Managing connected devices

The `device list` command gives a list of devices in the device catalog:

Alice> device list

The `device delete` command removes a device from the catalog:

Alice> device delete NDZP-2UYY-ZA5U-T2PR-7XBW-OBT6-2OQE
ERROR - The feature has not been implemented
Alice> device list

Requesting a connection using a PIN

The simple connection mechanism is straightforward but relies on the user who is processing the connection requests recognizing the correct fingerprint. While this is approach has proved practical when it is the same user who is making and approving the connection request, it is less satisfactory when this is done by two different people or by the same person at different times.

Connection requests may be authenticated by means of a PIN created on an administration device. The `device pin` command generates a new PIN code:

Alice> account pin
PIN=NARV-QGFB-7LZ2-6IYI-KE (Expires=2019-11-14T20:27:54Z)

The pin code can now be used to authenticate the connection request:

Alice3> device request alice@example.com /pin=NARV-QGFB-7LZ2-6IYI-KE
   Witness value = 6X26-DOD7-HQXO-7WQZ-5VZI-HB6D-CWK3
   Personal Mesh = MCON-CT4L-LAU5-UQTO-TPIS-MHJA-T7RG

Since the PIN code that was issued was set to be self-authorizing, the device is connected automatically when the user synchronizes their account from an administrator device:

Alice> device pending

Requesting a connection using an EARL

Encrypted Authenticated Resource Locators provide one means of preconfiguring a device to enable simple and straightforward connection to a Mesh profile.

The EARL itself is typically presented by means of a barcode on the device or its packaging. To connect the device, the user simply scans the QR code using a Mesh enabled application on an administion device and applies power. configuration then proceeds automatically.

Alternatively, the EARL may be transfered wirelessly by a near field communications link or by cycling an LED.

To enable this connection mode, the manufacturer performs the steps of

  • Encrypting the open connection request under a randomly chosen key
  • Provisioning the encrypted device profile to a Web site
  • Creating UDF EARL of the key
  • Converting the EARL to a QR code which is printed on the device or its packaging.

These steps may be performed on the device to be connected using the `device request` command with the `/earl` option. Instead of requesting connection to a user account, the device requests connection to a special purpose account established for the purpose of providing a hailing account for enabling this type of device connection.

Alice4> device pre devices@example.com /key=udf://example.com/EB2X-PUOT-6CR3-TVNH-EN2T-4Y4X-FK6Q-NC
ERROR - Object reference not set to an instance of an object.

The device can attempt to complete the connection whenever it is provided with power and network connectivity using the `profile sync` command.

Alice4> account sync
ERROR - Object reference not set to an instance of an object.

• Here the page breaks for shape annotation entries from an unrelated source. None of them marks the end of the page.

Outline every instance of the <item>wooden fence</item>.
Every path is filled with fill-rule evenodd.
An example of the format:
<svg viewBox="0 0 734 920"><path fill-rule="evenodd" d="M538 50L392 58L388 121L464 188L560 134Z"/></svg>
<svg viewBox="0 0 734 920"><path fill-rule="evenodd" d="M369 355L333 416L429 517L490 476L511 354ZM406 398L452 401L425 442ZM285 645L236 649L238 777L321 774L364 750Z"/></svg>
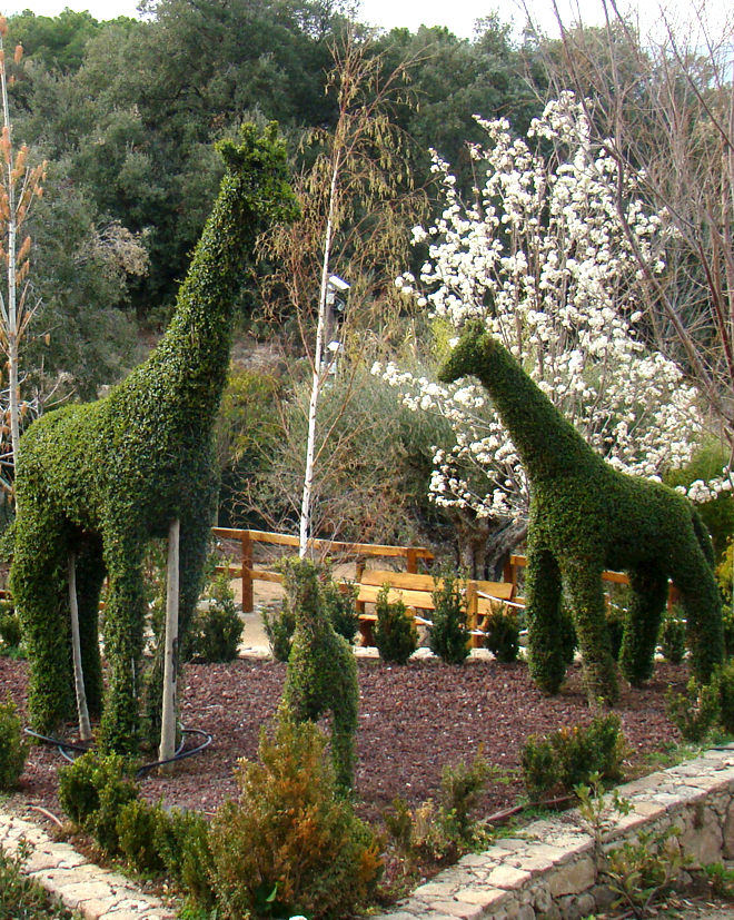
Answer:
<svg viewBox="0 0 734 920"><path fill-rule="evenodd" d="M240 544L239 565L219 565L217 572L229 572L234 578L242 580L242 613L254 610L252 582L282 582L282 575L267 568L255 568L252 562L252 545L266 543L277 546L299 545L297 536L290 534L274 534L268 531L239 531L229 527L212 527L212 533L220 540L232 540ZM345 543L338 540L309 540L309 548L317 550L321 555L339 554L359 560L360 556L384 556L405 558L406 571L411 574L418 572L418 560L430 561L434 554L424 546L389 546L375 543ZM357 572L357 578L360 576Z"/></svg>

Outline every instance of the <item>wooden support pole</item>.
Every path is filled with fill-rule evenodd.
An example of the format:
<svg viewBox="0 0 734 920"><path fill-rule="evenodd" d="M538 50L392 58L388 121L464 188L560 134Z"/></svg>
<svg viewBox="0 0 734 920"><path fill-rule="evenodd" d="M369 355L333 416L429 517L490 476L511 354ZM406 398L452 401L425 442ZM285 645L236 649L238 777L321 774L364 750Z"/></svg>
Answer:
<svg viewBox="0 0 734 920"><path fill-rule="evenodd" d="M252 541L248 531L242 531L242 613L252 613L255 599L252 597Z"/></svg>
<svg viewBox="0 0 734 920"><path fill-rule="evenodd" d="M173 521L168 530L168 580L166 584L166 650L163 657L163 701L160 719L160 748L158 760L170 760L176 753L176 682L178 680L178 583L180 522ZM163 773L173 769L165 763Z"/></svg>
<svg viewBox="0 0 734 920"><path fill-rule="evenodd" d="M69 610L71 611L71 652L73 659L73 685L77 693L77 713L79 715L79 738L91 741L91 724L87 708L85 673L81 667L81 637L79 635L79 603L77 601L77 557L69 553Z"/></svg>

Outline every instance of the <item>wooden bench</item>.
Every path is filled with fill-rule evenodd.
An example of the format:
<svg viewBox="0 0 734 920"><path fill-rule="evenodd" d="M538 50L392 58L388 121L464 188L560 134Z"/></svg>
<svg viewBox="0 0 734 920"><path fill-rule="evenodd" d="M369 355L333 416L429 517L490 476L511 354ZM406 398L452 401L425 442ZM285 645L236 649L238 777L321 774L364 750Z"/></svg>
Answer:
<svg viewBox="0 0 734 920"><path fill-rule="evenodd" d="M347 583L348 584L348 583ZM508 582L484 582L469 578L459 584L466 585L466 609L469 629L473 631L473 646L480 645L480 630L484 620L492 611L493 602L506 603L513 599L513 585ZM377 614L367 611L377 602L377 597L385 585L389 586L387 593L388 603L403 601L410 616L416 616L417 611L425 611L430 614L436 609L433 593L437 587L443 587L443 578L434 578L432 575L418 575L410 572L391 572L384 568L365 568L355 582L357 590L357 613L359 614L359 632L364 645L374 645L373 626L377 621ZM417 617L418 622L430 623L430 616Z"/></svg>

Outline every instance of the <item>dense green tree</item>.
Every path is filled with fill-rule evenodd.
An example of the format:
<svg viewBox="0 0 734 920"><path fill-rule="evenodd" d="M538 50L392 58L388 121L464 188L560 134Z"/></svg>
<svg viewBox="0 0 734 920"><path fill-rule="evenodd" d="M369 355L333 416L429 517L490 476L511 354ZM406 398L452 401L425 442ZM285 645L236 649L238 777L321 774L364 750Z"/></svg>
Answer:
<svg viewBox="0 0 734 920"><path fill-rule="evenodd" d="M10 20L8 39L13 46L22 44L36 65L73 73L81 67L87 42L101 28L89 10L75 12L67 7L53 17L23 10Z"/></svg>
<svg viewBox="0 0 734 920"><path fill-rule="evenodd" d="M514 42L512 26L494 13L479 21L476 38L460 39L444 27L421 26L413 33L393 29L379 47L385 68L411 61L410 87L417 106L403 107L398 123L423 150L421 166L428 174L428 149L455 165L457 178L473 184L467 142L483 139L474 116L505 117L524 132L539 105L523 79L524 56Z"/></svg>

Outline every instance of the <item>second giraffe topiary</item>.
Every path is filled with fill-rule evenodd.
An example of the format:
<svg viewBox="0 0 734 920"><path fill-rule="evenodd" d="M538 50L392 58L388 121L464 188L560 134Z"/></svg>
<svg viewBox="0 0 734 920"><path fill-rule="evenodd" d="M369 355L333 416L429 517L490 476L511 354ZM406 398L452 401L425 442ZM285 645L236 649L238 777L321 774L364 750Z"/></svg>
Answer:
<svg viewBox="0 0 734 920"><path fill-rule="evenodd" d="M556 693L566 664L565 586L589 696L616 701L602 572L627 572L632 603L619 655L624 676L652 676L667 580L681 592L692 667L707 682L724 656L722 606L711 538L693 505L659 483L613 469L486 329L468 324L440 370L477 377L507 428L530 484L525 599L534 680Z"/></svg>

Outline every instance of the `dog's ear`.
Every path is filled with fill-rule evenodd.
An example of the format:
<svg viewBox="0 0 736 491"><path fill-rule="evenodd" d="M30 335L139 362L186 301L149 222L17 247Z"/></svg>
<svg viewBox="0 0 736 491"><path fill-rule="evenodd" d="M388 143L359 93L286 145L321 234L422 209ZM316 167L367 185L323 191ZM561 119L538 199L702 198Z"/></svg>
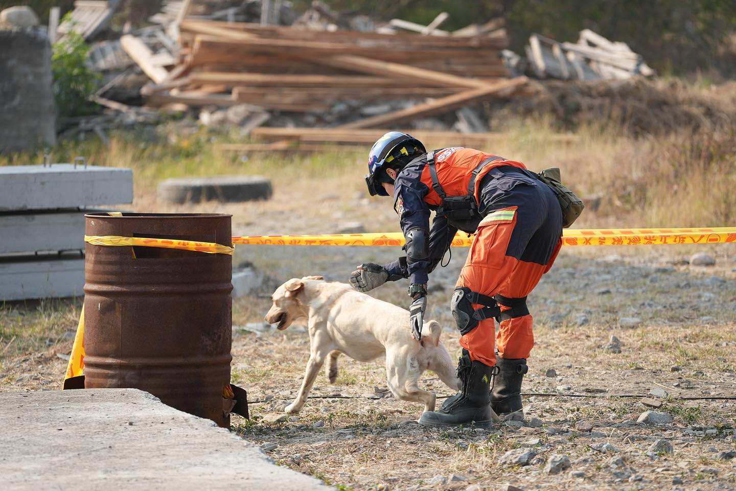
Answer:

The key specified in the '/earl' option is used to create a UDF EARL specifying a location from which a device description document may be obtained. Note that it is not necessary for the device description document to be on the same service or even in the same domain as the service used to resolve the UDF.

The UDF is typically presented to the user as a QR code either on the device itself or its packaging. Alternatively, a device might transmit the UDF by blinking its activity LED at a rate suitable to allow transmission of a short message to a smart phone camera.

A QR code or other scanning application can use the meshman tool to resolve the EARL and retrieve the data using the `device earl` command:

Alice> device earl udf://example.com/EB2X-PUOT-6CR3-TVNH-EN2T-4Y4X-FK6Q-NC
ERROR - Object reference not set to an instance of an object.

The tool performs the tasks of resolving the EARL, decrypting the discovery record and posting a connection response to both the hailing account and the profile account. The next time the device polls the hailing account, it retrieves the connection data:

Alice4> account sync
ERROR - Object reference not set to an instance of an object.

Once connected to an account, a device does not attempt to poll the hailing account. Further attempts to make a connection are thus ignored unless the device is reset.